I was talking yesterday with some friends that have children with Dravet syndrome, and they asked me about what news we can expect in 2018 from those programs that are in clinical trials for Dravet syndrome.
For them, and for anyone interested, here is what we can expect in 2018 from the clinical programs from GW Pharmaceuticals, Zogenix, Ovid Therapeutics and Takeda, PTC Pharma and NYU, and OPKO Health, based on what these companies have communicated.
First quarter 2018
No big news expected this quarter around Dravet syndrome unless OPKO Health announces the initiation of the clinical trials with their antisense oligonucleotide OPK88001 [4]. This product was expected to start pilot trials in the second half of 2017 or first half of 2018. OPK88001 is the first disease-modifying treatment to be developed for Dravet syndrome and a potential game-changer.
Second quarter 2018
This is a very exciting quarter for Dravet syndrome. FDA has June 27 as the deadline to make a decision on the approval for GW Pharma Epidiolex to treat Dravet and Lennox-Gastaut syndromes [1]. Around the same time, Zogenix will announce the results of the second large Phase 3 clinical trial in Dravet syndrome with fenfluramine [2]. If the data are as strong as the first clinical trial the Dravet community will have fantastic news for their International Dravet Syndrome Awareness day (June 23rd).
Around the same time we expect also the results of the pilot study of ataluren in Dravet syndrome and CDKL5 deficiency disorder that is taking place at NYU [3]. This is an investigator-initiated trial, not a pivotal trial, but the placebo-controlled double-blind design makes it a very important trial to evaluate the potential efficacy of ataluren in children with nonsense mutations in SCN1A (Dravet syndrome) and CDKL5.
Third and fourth quarter 2018
The third quarter arrives with the required DEA rescheduling of cannabidiol (90 days after the FDA approval), followed by a potential launch in the last quarter. The epilepsy community meets every year during the first week for December for the American Epilepsy Society meeting and if there are no bad surprises Epidiolex should be the star of the 2018 meeting with an imminent launch.

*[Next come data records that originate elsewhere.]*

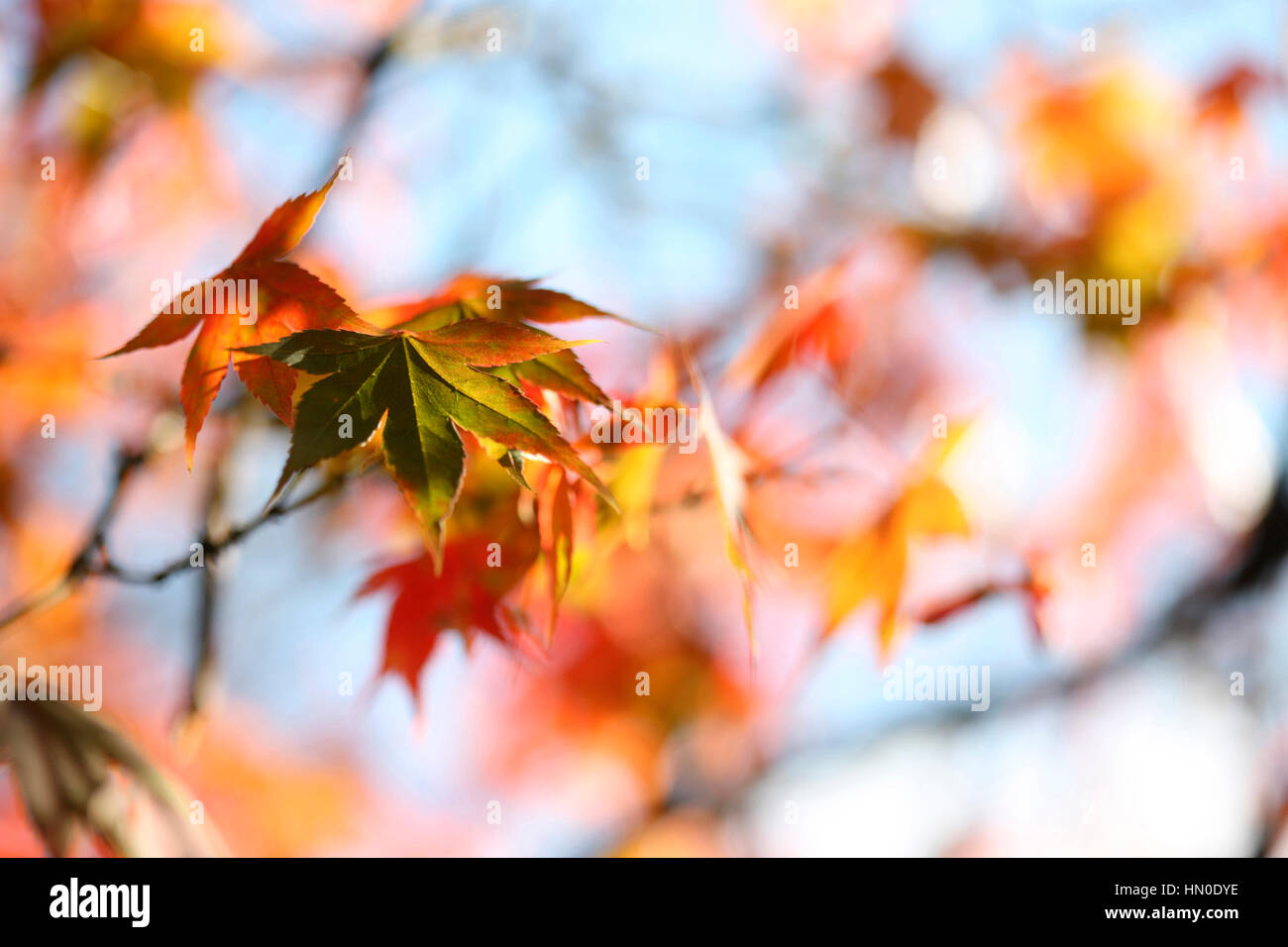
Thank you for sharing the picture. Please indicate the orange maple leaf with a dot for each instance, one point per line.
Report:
(286, 299)
(872, 566)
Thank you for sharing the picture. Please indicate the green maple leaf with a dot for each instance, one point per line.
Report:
(425, 385)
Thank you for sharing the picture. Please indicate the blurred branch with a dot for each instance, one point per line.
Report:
(93, 558)
(90, 549)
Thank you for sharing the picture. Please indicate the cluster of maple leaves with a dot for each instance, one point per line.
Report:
(412, 382)
(464, 360)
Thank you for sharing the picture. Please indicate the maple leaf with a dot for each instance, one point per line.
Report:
(729, 476)
(522, 302)
(424, 385)
(555, 527)
(287, 299)
(63, 762)
(872, 566)
(465, 594)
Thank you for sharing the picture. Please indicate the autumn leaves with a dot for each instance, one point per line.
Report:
(417, 382)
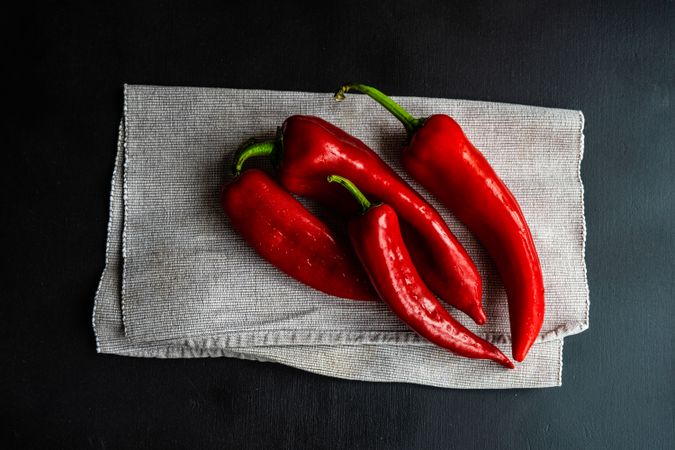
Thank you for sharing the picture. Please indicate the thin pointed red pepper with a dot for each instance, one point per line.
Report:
(308, 149)
(441, 158)
(290, 237)
(376, 236)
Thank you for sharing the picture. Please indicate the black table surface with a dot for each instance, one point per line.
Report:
(615, 61)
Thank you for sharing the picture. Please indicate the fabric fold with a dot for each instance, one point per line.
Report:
(179, 282)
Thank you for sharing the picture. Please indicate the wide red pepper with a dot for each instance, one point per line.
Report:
(376, 237)
(309, 149)
(441, 158)
(290, 237)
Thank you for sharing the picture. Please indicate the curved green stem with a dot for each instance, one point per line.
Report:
(264, 148)
(410, 123)
(351, 187)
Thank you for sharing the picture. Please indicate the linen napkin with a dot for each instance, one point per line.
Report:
(179, 282)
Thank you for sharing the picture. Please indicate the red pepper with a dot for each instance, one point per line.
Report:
(309, 149)
(442, 159)
(376, 237)
(287, 235)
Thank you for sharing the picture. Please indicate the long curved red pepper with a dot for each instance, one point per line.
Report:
(441, 158)
(290, 237)
(309, 149)
(376, 237)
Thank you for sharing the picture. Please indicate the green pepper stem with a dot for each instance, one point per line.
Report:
(264, 148)
(410, 123)
(351, 187)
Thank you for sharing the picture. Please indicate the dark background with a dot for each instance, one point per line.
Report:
(67, 64)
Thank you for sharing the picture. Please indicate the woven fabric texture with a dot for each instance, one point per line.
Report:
(179, 282)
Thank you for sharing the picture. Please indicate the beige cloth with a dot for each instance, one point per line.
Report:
(179, 282)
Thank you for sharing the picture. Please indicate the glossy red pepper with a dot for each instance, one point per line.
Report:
(376, 237)
(290, 237)
(441, 158)
(309, 149)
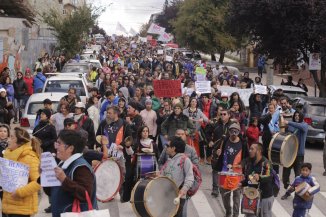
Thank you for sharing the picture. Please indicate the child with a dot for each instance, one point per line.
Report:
(253, 131)
(300, 205)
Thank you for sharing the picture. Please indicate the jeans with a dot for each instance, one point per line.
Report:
(287, 171)
(226, 198)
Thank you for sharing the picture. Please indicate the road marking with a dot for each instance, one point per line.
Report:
(201, 204)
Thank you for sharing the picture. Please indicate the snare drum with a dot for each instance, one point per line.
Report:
(283, 149)
(108, 180)
(146, 163)
(250, 201)
(302, 191)
(154, 197)
(229, 180)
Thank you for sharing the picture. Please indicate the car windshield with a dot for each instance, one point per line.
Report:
(318, 110)
(75, 68)
(63, 86)
(33, 107)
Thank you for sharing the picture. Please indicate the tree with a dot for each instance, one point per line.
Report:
(168, 15)
(200, 25)
(286, 31)
(70, 29)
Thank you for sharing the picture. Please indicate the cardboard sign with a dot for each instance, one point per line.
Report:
(167, 88)
(13, 175)
(48, 178)
(203, 86)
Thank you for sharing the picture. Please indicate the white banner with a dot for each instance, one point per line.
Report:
(155, 29)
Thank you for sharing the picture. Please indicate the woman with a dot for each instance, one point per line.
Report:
(75, 174)
(58, 118)
(93, 111)
(24, 200)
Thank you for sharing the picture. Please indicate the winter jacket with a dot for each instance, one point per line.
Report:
(47, 134)
(27, 201)
(173, 122)
(20, 88)
(39, 81)
(300, 130)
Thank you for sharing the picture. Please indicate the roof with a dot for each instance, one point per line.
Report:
(17, 9)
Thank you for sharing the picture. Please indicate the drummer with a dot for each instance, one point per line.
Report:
(182, 175)
(231, 154)
(257, 172)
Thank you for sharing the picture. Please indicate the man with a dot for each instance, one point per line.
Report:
(300, 128)
(215, 139)
(231, 154)
(116, 131)
(189, 151)
(182, 175)
(71, 99)
(149, 117)
(85, 122)
(110, 100)
(257, 172)
(47, 104)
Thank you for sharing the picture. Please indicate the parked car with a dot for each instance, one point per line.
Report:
(35, 103)
(62, 83)
(314, 110)
(290, 91)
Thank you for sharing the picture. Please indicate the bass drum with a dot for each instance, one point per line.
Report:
(154, 197)
(108, 180)
(283, 149)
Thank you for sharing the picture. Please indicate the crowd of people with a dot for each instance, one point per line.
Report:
(212, 129)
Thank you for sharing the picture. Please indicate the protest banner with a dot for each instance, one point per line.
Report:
(167, 88)
(13, 175)
(48, 178)
(261, 89)
(203, 86)
(314, 61)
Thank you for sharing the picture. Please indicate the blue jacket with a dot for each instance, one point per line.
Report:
(298, 202)
(39, 81)
(105, 104)
(300, 130)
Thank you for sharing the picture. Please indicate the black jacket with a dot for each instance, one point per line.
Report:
(47, 134)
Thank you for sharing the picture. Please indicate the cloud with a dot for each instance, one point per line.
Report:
(129, 13)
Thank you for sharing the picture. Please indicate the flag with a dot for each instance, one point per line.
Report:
(155, 29)
(132, 32)
(121, 28)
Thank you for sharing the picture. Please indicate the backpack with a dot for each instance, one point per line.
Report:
(197, 178)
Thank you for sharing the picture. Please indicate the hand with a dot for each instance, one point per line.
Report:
(60, 174)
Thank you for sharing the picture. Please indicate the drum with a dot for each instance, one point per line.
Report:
(229, 180)
(154, 197)
(250, 201)
(146, 163)
(108, 180)
(283, 149)
(302, 191)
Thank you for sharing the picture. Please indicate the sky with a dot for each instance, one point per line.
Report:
(130, 13)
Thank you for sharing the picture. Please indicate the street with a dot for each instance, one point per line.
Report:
(203, 205)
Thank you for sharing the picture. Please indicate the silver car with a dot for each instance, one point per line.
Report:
(314, 110)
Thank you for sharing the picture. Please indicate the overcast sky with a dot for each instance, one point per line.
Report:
(130, 13)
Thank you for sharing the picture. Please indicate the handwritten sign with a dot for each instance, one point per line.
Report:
(203, 86)
(13, 175)
(167, 88)
(48, 178)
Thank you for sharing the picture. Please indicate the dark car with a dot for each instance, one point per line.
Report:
(314, 110)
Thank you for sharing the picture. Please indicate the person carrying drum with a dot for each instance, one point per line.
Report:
(258, 181)
(231, 154)
(180, 173)
(305, 187)
(300, 128)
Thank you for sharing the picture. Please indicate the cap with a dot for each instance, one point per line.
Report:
(234, 126)
(80, 105)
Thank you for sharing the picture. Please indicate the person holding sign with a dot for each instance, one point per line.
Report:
(24, 200)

Around the same time, Zogenix will file an NDA for the treatment of Dravet syndrome with ZX008, which a potential launch one year behind Epidiolex. Zogenix also has an advanced clinical trial program for Lennox-Gastaut Syndrome, with a Phase 3 trial ongoing based on a positive Phase 2 dose-finding study.
We also expect to hear before the end of 2018 about the results of the second large Phase 3 clinical trial of Epidiolex in Dravet syndrome and the Phase1b/2a clinical trial of OV935/TAK935 in a basket trial including patients with Dravet syndrome [4].
In summary: we expect in 2018 the first approval of a treatment for Dravet syndrome in the US, the results of clinical trials with three new therapeutics (ZX008, ataluren and OV935/TAK935), and the initiation of the first clinical trial ever done with a disease-modifying therapy designed to treat Dravet syndrome (OPK88001).
2018 is going to be a good year.
Ana Mingorance PhD
Sources:
[1] GW Investor Presentation, January 2018
[2] Zogenix Investor Presentation, January 2018
[3] Dr Devinsky at CDKL5 Forum, December 2017
[4] OPKO health press release August 8 2017
[5] Ovid Therapeutics Corporate Presentation, January 2018
Announcements within the same quarter ordered by drug name (alphabetic).